System update spec proposal

Wed Jun 27 11:31:32 EDT 2007

On Tue, 2007-06-26 at 13:55 -0400, Ivan Krstić wrote:
> Software updates on the One Laptop per Child's XO laptop
> ========================================================

First some stray comments:

> 1.4. Design note: rsync scalability
> -----------------------------------
> 
> rsync is a known CPU hog on the server side. It would be absolutely
> infeasible to support a very large number of users from a single rsync
> server. This is far less of a problem in our scenario for three reasons:

What about CPU hogging on the school server? That seems likely to be far
less beefy than the centralized server.

> The most up-to-date bundle for each activity in the set is accessed, and
> the first several kilobytes downloaded. Since bundles are simple ZIP
> files, the downloaded data will contain the ZIP file index which stores
> byte offsets for the constituent compressed files. The updater then
> locates the bundle manifest in each index and makes a HTTP request with
> the respective byte range to each bundle origin. At the end of this
> process, the updater has cheaply obtained a set of manifests of the
> files in all available activity updates.

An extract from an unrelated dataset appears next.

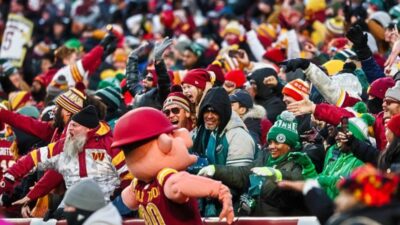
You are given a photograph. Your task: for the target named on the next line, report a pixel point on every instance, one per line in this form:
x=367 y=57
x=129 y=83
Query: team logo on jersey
x=98 y=156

Zip files have the file index at the end of the file.

Now for comments on the general approach:

First of all, there seems to be exceptional amounts of confusion as to
exactly how some form of atomic updating of the system will happen. Some
people talk about overlays, others about vserver, I myself has thrown in
the filesystem transaction idea. I must say this area seems very
uncertain, and I worry that this will result in the implementation of
none of these options...

But anyway, the exact way these updates are applied is quite orthogonal
to how you download the bits required for the update, or how to discover
new updates. So far I've been mainly working on this part in order to
avoid blocking on the confusion I mentioned above.

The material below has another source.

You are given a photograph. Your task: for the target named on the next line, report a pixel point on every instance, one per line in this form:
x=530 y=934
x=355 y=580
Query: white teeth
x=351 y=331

As to using rsync for the file transfers. This seems worse than the
trivial manifest + sha1-named files on http approach I've been working
on, especially with the optional usage of bsdiff I just commited. We
already know (have to know in fact, so we can strongly verify them) the
contents on both the laptop and the target image. To drop all this
knowledge and have rsync reconstruct it at runtime seems both a waste
and a possible performance problem (e.g. cpu and memory overload on the
school server, and rsync re-hashing files on the laptop using up
battery). 

You talk about the time it takes to implement another approach, but its
really quite simple, and I have most of it done already. The only hard
part is the atomic applying of the bits. Also, there seems to be
development needed for the rsync approach too, as there is e.g. no
support for xattrs in the current protocol.

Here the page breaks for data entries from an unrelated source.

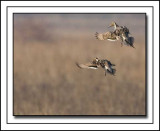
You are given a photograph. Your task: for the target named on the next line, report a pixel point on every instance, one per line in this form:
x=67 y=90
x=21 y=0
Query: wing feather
x=87 y=66
x=106 y=36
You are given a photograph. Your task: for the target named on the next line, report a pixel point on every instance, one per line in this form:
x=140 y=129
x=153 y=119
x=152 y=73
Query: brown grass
x=47 y=81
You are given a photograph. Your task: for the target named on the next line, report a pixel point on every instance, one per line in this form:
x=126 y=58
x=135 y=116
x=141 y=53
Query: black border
x=82 y=116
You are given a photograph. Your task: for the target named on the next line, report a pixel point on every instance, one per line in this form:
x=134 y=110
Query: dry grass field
x=47 y=81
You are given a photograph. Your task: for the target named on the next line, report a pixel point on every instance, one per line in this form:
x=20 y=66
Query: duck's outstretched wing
x=128 y=41
x=106 y=36
x=87 y=66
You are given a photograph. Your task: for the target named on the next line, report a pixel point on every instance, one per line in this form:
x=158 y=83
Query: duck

I've got the code for discovering local instances of updgrades and
downloading it already working. I'll try to make it do an actual
(non-atomic, unsafe) upgrade of a XO this week.

I have a general question on how this vserver/overlay/whatever system is
supposed to handle system files that are not part of the system image,
but still exist in the root file system. For instance,
take /var/log/messages or /dev/log? Where are they stored? Are they
mixed in with the other system files? If so, then rolling back to an
older version will give you e.g. your old log files back. Also, that
could be complicating the usage of rsync. If you use --delete then it
would delete these files (as they are not on the server).

Also, your document contains a lot of comments about what will be in FRS
and not. Does this mean you're working on actually developing this
system for FRS?